Development and validation of an artificial intelligence model to accurately predict spinopelvic parameters

Author:

Harake Edward S.1,Linzey Joseph R.2,Jiang Cheng3,Joshi Rushikesh S.2,Zaki Mark M.2,Jones Jaes C.2,Khalsa Siri Sahib S.4,Lee John H.1,Wilseck Zachary5,Joseph Jacob R.2,Hollon Todd C.2,Park Paul6

Affiliation:

1. School of Medicine and Departments of

2. Neurosurgery,

3. Computational Medicine and Bioinformatics, and

4. Department of Neurosurgery, Wexner Medical Center, The Ohio State University, Columbus, Ohio; and

5. Radiology, University of Michigan, Ann Arbor, Michigan;

6. Department of Neurosurgery, Semmes Murphey Neurologic and Spine Institute, University of Tennessee, Memphis, Tennessee

Abstract

OBJECTIVE Achieving appropriate spinopelvic alignment has been shown to be associated with improved clinical symptoms. However, measurement of spinopelvic radiographic parameters is time-intensive and interobserver reliability is a concern. Automated measurement tools have the promise of rapid and consistent measurements, but existing tools are still limited to some degree by manual user-entry requirements. This study presents a novel artificial intelligence (AI) tool called SpinePose that automatically predicts spinopelvic parameters with high accuracy without the need for manual entry. METHODS SpinePose was trained and validated on 761 sagittal whole-spine radiographs to predict the sagittal vertical axis (SVA), pelvic tilt (PT), pelvic incidence (PI), sacral slope (SS), lumbar lordosis (LL), T1 pelvic angle (T1PA), and L1 pelvic angle (L1PA).
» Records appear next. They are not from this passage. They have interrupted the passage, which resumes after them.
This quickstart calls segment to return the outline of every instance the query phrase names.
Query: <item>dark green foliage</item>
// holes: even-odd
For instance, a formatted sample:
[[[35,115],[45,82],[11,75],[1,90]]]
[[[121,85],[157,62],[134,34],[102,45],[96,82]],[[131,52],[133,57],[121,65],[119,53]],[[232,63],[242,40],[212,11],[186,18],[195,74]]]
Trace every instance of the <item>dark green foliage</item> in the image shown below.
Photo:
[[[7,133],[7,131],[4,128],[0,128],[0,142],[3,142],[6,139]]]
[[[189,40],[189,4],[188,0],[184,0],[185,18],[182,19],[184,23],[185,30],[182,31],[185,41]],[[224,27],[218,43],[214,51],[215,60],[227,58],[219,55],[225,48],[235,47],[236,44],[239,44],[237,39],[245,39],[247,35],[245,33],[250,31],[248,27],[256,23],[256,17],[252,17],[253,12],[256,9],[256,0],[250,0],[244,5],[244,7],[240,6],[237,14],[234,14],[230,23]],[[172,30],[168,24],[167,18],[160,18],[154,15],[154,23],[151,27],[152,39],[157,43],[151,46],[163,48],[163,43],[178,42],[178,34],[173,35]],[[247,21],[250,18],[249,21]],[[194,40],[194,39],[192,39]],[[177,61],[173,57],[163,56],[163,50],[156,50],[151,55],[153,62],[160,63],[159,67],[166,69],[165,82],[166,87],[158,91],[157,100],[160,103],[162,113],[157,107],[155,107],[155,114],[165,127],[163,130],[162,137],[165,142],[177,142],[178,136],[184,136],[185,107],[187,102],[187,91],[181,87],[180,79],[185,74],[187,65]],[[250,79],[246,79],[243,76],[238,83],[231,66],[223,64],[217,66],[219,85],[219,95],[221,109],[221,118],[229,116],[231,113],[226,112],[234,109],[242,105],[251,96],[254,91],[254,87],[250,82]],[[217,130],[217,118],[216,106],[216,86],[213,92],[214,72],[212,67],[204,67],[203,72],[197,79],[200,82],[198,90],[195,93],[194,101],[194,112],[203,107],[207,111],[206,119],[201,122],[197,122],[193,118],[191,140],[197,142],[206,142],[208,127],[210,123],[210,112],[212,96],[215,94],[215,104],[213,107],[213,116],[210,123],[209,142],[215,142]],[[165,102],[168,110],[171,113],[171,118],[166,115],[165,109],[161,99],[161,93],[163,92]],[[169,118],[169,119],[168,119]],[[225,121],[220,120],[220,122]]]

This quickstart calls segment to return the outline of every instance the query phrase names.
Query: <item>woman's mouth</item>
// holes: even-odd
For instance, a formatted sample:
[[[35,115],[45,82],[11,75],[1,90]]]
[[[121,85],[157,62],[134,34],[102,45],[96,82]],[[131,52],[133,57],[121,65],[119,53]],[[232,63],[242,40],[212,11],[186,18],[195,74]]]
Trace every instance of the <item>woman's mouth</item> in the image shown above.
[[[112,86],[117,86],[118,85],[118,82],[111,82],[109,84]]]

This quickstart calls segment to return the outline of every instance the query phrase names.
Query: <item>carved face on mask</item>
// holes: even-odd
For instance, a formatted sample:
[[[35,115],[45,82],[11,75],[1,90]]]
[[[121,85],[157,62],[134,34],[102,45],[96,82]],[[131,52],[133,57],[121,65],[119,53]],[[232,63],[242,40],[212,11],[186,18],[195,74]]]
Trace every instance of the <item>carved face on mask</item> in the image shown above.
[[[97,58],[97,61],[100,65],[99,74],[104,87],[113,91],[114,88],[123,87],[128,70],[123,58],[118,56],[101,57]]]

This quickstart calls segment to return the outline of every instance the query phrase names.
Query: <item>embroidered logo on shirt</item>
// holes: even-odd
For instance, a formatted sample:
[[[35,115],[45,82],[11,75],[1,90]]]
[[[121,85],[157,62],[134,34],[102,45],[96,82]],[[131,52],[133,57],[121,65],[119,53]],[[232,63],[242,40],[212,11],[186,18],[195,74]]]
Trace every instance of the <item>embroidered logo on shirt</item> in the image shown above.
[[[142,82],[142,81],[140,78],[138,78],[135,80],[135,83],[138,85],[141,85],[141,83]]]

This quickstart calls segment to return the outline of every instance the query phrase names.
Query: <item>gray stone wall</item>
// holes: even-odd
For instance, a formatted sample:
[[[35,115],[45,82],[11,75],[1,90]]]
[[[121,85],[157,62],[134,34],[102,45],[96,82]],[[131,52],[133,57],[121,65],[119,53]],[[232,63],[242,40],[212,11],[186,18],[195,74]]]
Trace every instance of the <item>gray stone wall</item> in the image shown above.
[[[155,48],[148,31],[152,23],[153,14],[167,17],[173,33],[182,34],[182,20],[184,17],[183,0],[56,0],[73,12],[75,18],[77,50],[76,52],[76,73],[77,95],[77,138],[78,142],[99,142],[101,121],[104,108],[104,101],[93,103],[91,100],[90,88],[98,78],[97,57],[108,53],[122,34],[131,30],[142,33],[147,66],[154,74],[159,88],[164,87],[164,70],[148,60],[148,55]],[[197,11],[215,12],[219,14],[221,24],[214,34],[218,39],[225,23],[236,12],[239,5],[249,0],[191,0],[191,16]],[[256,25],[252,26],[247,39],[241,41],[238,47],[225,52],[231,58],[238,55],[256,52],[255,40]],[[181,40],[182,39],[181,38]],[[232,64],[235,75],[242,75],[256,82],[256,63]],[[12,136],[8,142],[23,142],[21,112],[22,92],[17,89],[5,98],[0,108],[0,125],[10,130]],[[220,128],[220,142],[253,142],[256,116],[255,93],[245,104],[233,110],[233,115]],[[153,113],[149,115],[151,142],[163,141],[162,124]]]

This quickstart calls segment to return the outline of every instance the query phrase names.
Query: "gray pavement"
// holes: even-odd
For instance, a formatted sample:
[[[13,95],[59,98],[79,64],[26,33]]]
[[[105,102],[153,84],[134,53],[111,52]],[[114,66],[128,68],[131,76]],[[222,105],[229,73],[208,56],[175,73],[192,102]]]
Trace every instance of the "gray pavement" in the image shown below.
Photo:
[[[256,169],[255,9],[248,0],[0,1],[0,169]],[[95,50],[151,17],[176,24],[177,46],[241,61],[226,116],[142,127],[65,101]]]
A separate test set of 40 radiographs was labeled by four reviewers, including fellowship-trained spine surgeons and a fellowship-trained radiologist with neuroradiology subspecialty certification. Median errors relative to the most senior reviewer were calculated to determine model accuracy on test images. Intraclass correlation coefficients (ICCs) were used to assess interrater reliability. RESULTS SpinePose exhibited the following median (interquartile range) parameter errors: SVA 2.2 mm (2.3 mm) (p = 0.93), PT 1.3° (1.2°) (p = 0.48), SS 1.7° (2.2°) (p = 0.64), PI 2.2° (2.1°) (p = 0.24), LL 2.6° (4.0°) (p = 0.89), T1PA 1.1° (0.9°) (p = 0.42), and L1PA 1.4° (1.6°) (p = 0.49). Model predictions also exhibited excellent reliability at all parameters (ICC 0.91–1.0). CONCLUSIONS SpinePose accurately predicted spinopelvic parameters with excellent reliability comparable to that of fellowship-trained spine surgeons and neuroradiologists. Utilization of predictive AI tools in spinal imaging can substantially aid in patient selection and surgical planning.

Publisher

Journal of Neurosurgery Publishing Group (JNSPG)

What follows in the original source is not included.